Abstract

While exogenous insulin administration remains the cornerstone of management for type I diabetes mellitus (T1DM), patients now have a variety of options that include whole organ pancreas transplant, islet cell transplant, extracorporeal mechanical (bihormonal artificial pancreas), and implanted bioartificial (encapsulated islet) delivery systems. The purpose of this review is to compare these options and consider future developments. Use of whole organ pancreas transplant has declined in the USA over the past several years. Pancreas transplant offers the most durable form of beta cell replacement, especially in the context of a simultaneous kidney-pancreas transplant or a pancreas after kidney transplant. However, pancreatic transplant is associated with significant perioperative morbidity including the risk of a leak of exocrine secretions. Despite a decline in popularity, pancreas transplant outcomes remain excellent. Pancreatic islet transplant offers the opportunity for beta cell replacement with less morbidity. Islet cell transplant outcomes have improved requiring fewer donor pancreata to achieve insulin independence.
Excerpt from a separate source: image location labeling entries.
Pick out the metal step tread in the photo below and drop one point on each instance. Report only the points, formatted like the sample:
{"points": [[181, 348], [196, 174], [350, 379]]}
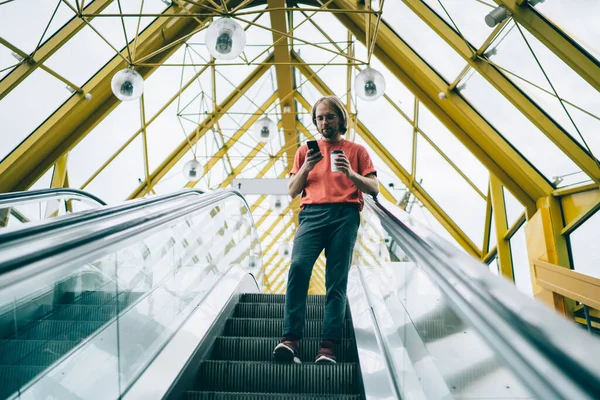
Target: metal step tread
{"points": [[266, 377], [33, 352], [261, 349], [264, 327], [195, 395], [266, 310], [277, 298]]}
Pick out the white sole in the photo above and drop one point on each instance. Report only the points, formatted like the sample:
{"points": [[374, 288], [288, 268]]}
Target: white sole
{"points": [[325, 360]]}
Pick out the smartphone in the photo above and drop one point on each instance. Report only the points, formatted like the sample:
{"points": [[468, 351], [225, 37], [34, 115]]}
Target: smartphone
{"points": [[314, 146]]}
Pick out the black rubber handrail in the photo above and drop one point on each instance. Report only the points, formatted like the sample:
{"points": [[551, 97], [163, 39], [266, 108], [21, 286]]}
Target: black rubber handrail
{"points": [[14, 197], [84, 242], [533, 346], [71, 220]]}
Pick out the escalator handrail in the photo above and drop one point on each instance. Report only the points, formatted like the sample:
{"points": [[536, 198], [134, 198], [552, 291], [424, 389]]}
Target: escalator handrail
{"points": [[528, 344], [6, 199], [70, 220], [81, 242]]}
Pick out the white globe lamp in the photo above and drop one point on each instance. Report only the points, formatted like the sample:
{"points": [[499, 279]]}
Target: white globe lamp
{"points": [[265, 129], [369, 84], [225, 39], [191, 170], [127, 85]]}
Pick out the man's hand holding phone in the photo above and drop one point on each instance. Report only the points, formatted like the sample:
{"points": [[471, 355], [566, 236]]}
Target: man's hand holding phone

However, islet cell recipients continue to incur the risk of lifelong immunosuppression, and, to date, long-term islet cell transplant outcomes are not equal to whole organ transplant. Mechanical solutions have progressed significantly, as technology as enable continuous glucose monitoring and bihormonal (insulin and glucagon) pumps. This technology is limited by the sensitivity of the glucose monitor and the time to effective absorption and distribution of subcutaneous administration of hormones. Finally, bioartificial encapsulated islets are in early clinical trials. Encapsulation results in an immune privileged environment eliminating the need for immunosuppression. However, long-term survival of the islets in vivo has not been established, and other barriers (e.g., fibrin deposition occluding the pores of the encapsulated islet) remain to be overcome. The optimal therapeutic choice for patients with type 1 diabetes must be personalized for the patient and address their specific comorbid conditions (specifically concomitant renal failure), surgical risk, and medical literacy. Increase options promise the opportunity for better glucose control and further reduction in secondary diabetic complications.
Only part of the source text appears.